Image caption: The 2014 Montreal International Auto Show displays a 2014 Jeep Cherokee. | Image courtesy of Bull-Doser via Wikimedia Commons.
A security writer at Wired, Andy Greenberg recently provided details about his experience of driving a hacked Jeep Cherokee down I-64 and Route 40 near St. Louis.
Hackers Charlie Miller and Chris Valasek had previously completed experiments with the Cherokee’s on-board entertainment system, which carries a feature called Uconnect that provides for remote access through a smartphone. From anywhere with an Internet connection, users can control entertainment and navigation features; if you’re a hacker, you can also use that feature to get access to the transmission, engine, and braking systems through reverse-engineered firmware.
This leads us back to Greenberg’s situation where he was traveling along I-64 and Miller/Valasek activated the Cherokee’s radio and air conditioning from their remote location about 10 miles away. They then escalated the situation by making the SUV’s transmission inaccessible. Greenberg had no power and soon came to a halt on an I-64 on-ramp. Traffic backed up behind him as he came to a stop on a part of the road with no shoulder. Later, they disabled his brakes on a stretch of Route 40 which resulted in the driver’s loss of control of the car.
Miller and Valasek’s interference with the Jeep is not the first of its kind. They had previously attacked Greenberg in a more controlled situation — a South Bend, Indiana parking lot — while he drove a Ford Escape and a Toyota Prius. Those two experiments did not work through Internet-based access; the hackers sat in the back seats of the vehicles as they drove.

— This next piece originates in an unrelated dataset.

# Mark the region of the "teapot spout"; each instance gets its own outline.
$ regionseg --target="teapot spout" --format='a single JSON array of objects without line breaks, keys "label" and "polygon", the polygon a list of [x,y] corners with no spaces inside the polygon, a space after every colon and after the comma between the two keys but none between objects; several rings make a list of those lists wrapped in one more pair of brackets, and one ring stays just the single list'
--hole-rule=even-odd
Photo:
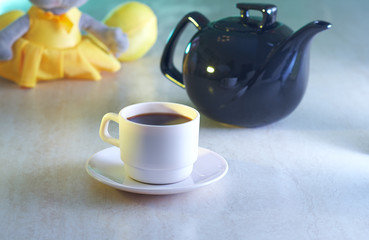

As auto manufacturers basically turn their cars into smartphones, they allow both users and hackers to interact with those vehicles from any location. This leads to the frightening possibility that malicious individuals could cause havoc to unsuspecting motorists. In fact, the hackers here assert, anyone in a car with the Uconnect system could be vulnerable.
Chrysler has issued a fix for its Jeep Cherokee with the hacker’s help because they have been working with the auto manufacturer for several months. Drivers can now download a copy of the patch or visit their local dealerships to have it installed. Miller and Valasek intend to reveal many details of their work at the upcoming Black Hat conference in Las Vegas, but they will not reveal how they reverse-engineered the firmware because that would leave motorists open to attack and would otherwise require months of work for any other hackers to achieve.
Although those months of work could deter potential assailants, the point stands that motorist should be aware of their vehicles’ capabilities. They are now, more than ever, greater than just a mode of transportation. They are media centers with powerful computers that address all systems — the drivetrain as the most influential and potentially hazardous.
Following this episode, Jeep owners should take note and patch their vehicles. Many manufacturers are also remaining vigilant and are reportedly working to bolster their systems to keep hackers out, yet there is no such thing as perfect security, so the reality may be that we are always partially vulnerable.